On Saturday, Iran’s Ministry of Foreign Affairs described the US accusations as “totally unfounded”.
The ministry “rejects allegations that Iran is implicated in an assassination attempt targeting former or current American officials”, spokesman Esmail Baghaei said in a statement.
He called it a “repulsive” plot by Israel and Iranian opposition outside the country “aimed at making US-Iran problems more complicated”, the official IRNA news agency reported.
Similar accusations in the past were rejected by Iran as their “erroneousness” was proved, he said.
Former immigrant deported
The alleged assassination effort was revealed as part of a wider complaint that alleged Shakeri, together with New York City residents Carlisle Rivera and Jonathon Lodholt, had taken part in a separate plot to kill a US journalist who has been a vocal critic of Iran.

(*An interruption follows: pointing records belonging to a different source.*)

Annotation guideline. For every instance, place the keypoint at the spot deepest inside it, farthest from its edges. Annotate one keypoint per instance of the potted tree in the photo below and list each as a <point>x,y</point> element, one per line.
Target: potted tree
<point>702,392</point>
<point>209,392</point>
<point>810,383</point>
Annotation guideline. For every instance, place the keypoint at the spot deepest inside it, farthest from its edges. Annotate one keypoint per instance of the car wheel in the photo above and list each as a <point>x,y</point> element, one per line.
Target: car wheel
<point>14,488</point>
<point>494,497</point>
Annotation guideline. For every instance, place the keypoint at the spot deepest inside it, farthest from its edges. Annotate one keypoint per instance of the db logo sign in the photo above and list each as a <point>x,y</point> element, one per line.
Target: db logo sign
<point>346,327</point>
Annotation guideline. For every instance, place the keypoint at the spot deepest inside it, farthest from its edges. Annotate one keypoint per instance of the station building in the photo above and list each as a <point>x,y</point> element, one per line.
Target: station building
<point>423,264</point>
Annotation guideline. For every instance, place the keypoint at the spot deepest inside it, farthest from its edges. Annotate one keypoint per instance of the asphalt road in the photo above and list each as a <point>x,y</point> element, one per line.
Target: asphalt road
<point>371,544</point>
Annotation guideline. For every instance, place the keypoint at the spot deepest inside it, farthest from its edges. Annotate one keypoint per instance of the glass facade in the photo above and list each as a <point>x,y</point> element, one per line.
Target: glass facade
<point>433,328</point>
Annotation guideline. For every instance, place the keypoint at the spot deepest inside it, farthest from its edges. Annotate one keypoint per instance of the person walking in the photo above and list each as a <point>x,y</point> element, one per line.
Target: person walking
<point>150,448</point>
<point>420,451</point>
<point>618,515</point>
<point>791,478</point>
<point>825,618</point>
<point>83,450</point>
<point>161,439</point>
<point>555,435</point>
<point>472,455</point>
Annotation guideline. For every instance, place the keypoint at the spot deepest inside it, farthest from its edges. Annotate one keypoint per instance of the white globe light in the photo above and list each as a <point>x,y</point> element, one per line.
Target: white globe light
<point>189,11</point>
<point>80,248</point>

The complaint said Rivera and Lodholt had spent months surveilling the journalist, who was not identified, and shared regular updates with Shakeri, who remains at large and is believed to reside in Iran.
According to the Justice Department, Shakeri immigrated to the US as a child and was deported in or about 2008 after serving 14 years in prison for a robbery conviction.
“In recent months, Shakeri has used a network of criminal associates he met in prison in the United States to supply the IRGC with operatives to conduct surveillance and assassinations of IRGC targets,” the Justice Department said in a news release.
Shakeri also told investigators he had been offered $500,000 to surveil and eventually kill two “Jewish American citizens residing in New York”.
The three men were charged with murder-for-hire and money laundering. Shakeri has also been charged with providing and conspiring to provide “material support to a foreign terrorist organisation”.
US says Iran motivated by revenge
The FBI has said threats against Trump surged following the July 13 assassination attempt against the former president in Butler, Pennsylvania, although that attack was not believed to have been connected to any foreign actors.
A second assassination attempt against Trump in September was also not believed to have been connected to any foreign governments.
Still, in August, the Justice Department said a Pakistani man was charged in an alleged plot to carry out political assassinations in the US.
The arrested man, Asif Merchant, allegedly had ties with Iran, although court documents did not specify who he was targeting.
In September, Trump wrote on his Truth Social platform that he had been briefed by US intelligence on “big threats” to his life by Iranian agents.
His campaign manager said at the time that the intelligence community had warned Trump “regarding real and specific threats from Iran to assassinate him in an effort to destabilize and sow chaos in the United States”.
In its statement on Friday, the Justice Department repeated allegations that Iran is “actively targeting nationals of the United States and its allies living in countries around the world for attacks, including assault, kidnapping, and murder”.
It claimed that Iran was doing so both to silence dissent and to enact vengeance for the US drone killing of Islamic Revolutionary Guard Corps Commander Qassem Soleimani in Iraq in January 2020.
Trump was president when that strike was ordered.